5 Experimental Results

5.1 FSD Performances Across Different Categories of Models

Figure 1 presents the DET curves generated during in experiment 1, by the representatives of the different categories of models. Inspecting the DET curves there is a general trend that performance becomes worse from P2P to P2C and P2A.

Fig. 1.
figure 1

FSD performances across different categories of models

5.2 FSD Performances in Different Feature Spaces

Figure 2 presents three DET graphs, one for each category of model. Within each graph two DET curves are plotted one for each feature space: tf-idf and Word2Vec. The most important finding is that, for all three categories of models, using Word2Vec representations result in worse performance on FSD, compared with tf-idf. Furthermore, the performance of Word2Vec representations decreases as we move from P2P to P2C and onto P2A. Indeed, the performance of the P2A model with Word2Vec features is worse than random selection.

Fig. 2.
figure 2

Performances of P2P, P2C, and P2A models in different features spaces.

5.3 Result Analysis

Based on the experimental results, general trends in performance across different categories of models emerge, and it is possible to see clear differences in the performance of feature spaces across different categories of models. FSD performance drops as we move from P2P to P2C and P2A, and this trend is evident in the results from both experiments. Furthermore, using Word2Vec representations results in worse performance on FSD, and, again, performance drops as we move from P2P to P2C and onto P2A.
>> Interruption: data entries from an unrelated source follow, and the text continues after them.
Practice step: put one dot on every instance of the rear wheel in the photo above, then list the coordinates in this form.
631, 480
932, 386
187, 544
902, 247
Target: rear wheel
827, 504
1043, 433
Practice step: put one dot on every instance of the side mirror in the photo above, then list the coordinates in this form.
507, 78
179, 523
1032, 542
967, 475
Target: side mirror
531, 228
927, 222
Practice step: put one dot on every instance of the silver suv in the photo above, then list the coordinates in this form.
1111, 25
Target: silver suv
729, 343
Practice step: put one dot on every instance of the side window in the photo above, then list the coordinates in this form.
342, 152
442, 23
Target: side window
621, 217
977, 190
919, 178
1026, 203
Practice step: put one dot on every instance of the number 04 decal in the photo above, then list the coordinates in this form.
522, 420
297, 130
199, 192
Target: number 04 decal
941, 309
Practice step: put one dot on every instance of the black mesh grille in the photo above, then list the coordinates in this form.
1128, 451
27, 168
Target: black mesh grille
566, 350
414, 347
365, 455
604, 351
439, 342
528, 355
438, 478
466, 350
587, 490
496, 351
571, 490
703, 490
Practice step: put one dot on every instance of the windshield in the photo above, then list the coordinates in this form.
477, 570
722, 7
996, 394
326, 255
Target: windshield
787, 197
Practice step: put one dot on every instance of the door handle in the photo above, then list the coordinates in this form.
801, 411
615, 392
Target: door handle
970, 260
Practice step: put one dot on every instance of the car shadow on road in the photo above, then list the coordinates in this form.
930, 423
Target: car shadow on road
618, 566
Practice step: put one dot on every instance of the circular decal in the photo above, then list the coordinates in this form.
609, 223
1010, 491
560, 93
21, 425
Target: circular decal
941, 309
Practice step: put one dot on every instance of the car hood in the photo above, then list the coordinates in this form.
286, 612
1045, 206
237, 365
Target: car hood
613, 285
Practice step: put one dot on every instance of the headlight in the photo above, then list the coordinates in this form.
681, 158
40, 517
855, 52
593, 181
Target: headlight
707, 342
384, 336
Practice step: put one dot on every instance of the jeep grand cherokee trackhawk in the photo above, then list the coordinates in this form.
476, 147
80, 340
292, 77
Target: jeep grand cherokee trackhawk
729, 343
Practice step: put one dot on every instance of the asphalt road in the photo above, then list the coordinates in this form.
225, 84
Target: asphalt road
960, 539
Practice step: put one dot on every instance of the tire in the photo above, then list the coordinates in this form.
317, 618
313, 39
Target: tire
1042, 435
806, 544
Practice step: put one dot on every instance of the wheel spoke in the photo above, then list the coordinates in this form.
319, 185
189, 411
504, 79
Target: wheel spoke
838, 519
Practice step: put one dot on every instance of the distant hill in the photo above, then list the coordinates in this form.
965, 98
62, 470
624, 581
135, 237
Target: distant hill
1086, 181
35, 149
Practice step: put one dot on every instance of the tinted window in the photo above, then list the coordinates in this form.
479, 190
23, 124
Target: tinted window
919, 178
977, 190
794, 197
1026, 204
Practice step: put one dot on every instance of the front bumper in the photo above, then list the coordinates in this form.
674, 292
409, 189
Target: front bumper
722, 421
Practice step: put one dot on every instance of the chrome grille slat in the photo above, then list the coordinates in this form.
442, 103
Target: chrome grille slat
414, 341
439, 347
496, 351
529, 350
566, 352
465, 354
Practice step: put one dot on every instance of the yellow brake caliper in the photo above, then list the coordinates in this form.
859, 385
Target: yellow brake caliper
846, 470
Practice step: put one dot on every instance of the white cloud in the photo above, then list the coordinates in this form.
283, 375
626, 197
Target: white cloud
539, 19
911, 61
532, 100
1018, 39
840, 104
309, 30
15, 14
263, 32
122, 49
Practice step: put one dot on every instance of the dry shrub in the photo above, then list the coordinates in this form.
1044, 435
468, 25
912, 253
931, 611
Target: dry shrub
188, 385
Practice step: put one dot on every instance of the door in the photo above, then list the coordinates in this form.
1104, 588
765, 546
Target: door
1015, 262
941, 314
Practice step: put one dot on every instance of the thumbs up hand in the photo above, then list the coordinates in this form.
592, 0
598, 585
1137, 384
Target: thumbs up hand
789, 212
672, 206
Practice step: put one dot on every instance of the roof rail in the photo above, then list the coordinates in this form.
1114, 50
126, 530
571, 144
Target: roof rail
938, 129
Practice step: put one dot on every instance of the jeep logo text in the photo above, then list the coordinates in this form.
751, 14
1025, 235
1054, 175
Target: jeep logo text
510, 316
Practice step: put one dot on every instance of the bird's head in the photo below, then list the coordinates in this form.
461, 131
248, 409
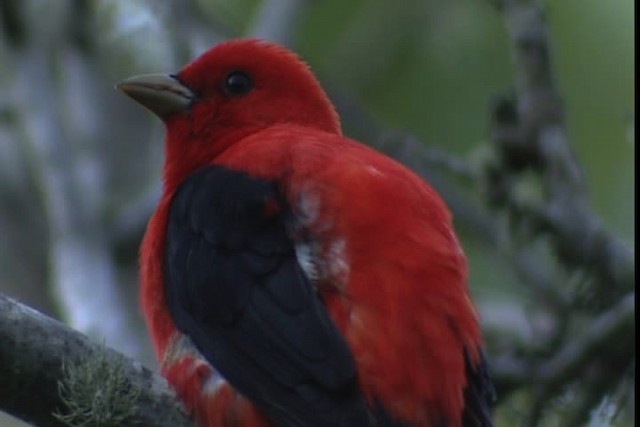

In terms of the explaining why the performances become worse from P2P to P2C and P2A, or from tf-idf to Word2Vec, one potential reason could be that the word specificity is diluted in a large number of documents or in the Word2Vec feature space, which is an important loss of information for novelty detection. The experimental results provide support for our hypothesis. For example, for the topic “Sweden rejected the euro”, the P2P model in the tf-idf feature space finds the first story easily, but the P2P model in the Word2Vec feature space usually fails because the first story is considered to be very similar to a previous document that discusses another topic “Portugal and the euro”. “Sweden” and “Portugal” are two different words in the frequency-based feature spaces like tf-idf, so the events in Sweden and Portugal can be clearly distinguished from each other within that representation. However, in the Word2Vec feature space, the words with common contexts are located in close proximity to one another, that is, the two words make little difference, so it is difficult to find the novelty caused by the word specificity in the Word2Vec feature space. Similarly, the loss of word specificity happens in P2C and P2A.

6 Conclusions

In this paper, we explored novelty detection by firstly identifying three categories of models, Point-to-Point (P2P), Point-to-Cluster (P2C) and Point-to-All (P2A), based on different definitions of novelty scores. We believe this categorisation leads to a good understanding of novelty and other topics across general categories of detection models. We further put this idea into practice and explored FSD based on different categories of models and different feature spaces. Our experimental results show that the challenge of FSD varies across different novelty scores and corresponding model categories; and, furthermore, that the detection of novelty in the very popular Word2Vec feature space is more difficult than in a normal frequency-based feature space because of a loss of word specificity.

The next phase of our research will be developed across two strands: the application of our categorisation to other contexts to enhance the understanding of the novelty concept; and the examination of the utility of other document embeddings like Doc2Vec to build qualitative evaluation of different feature spaces.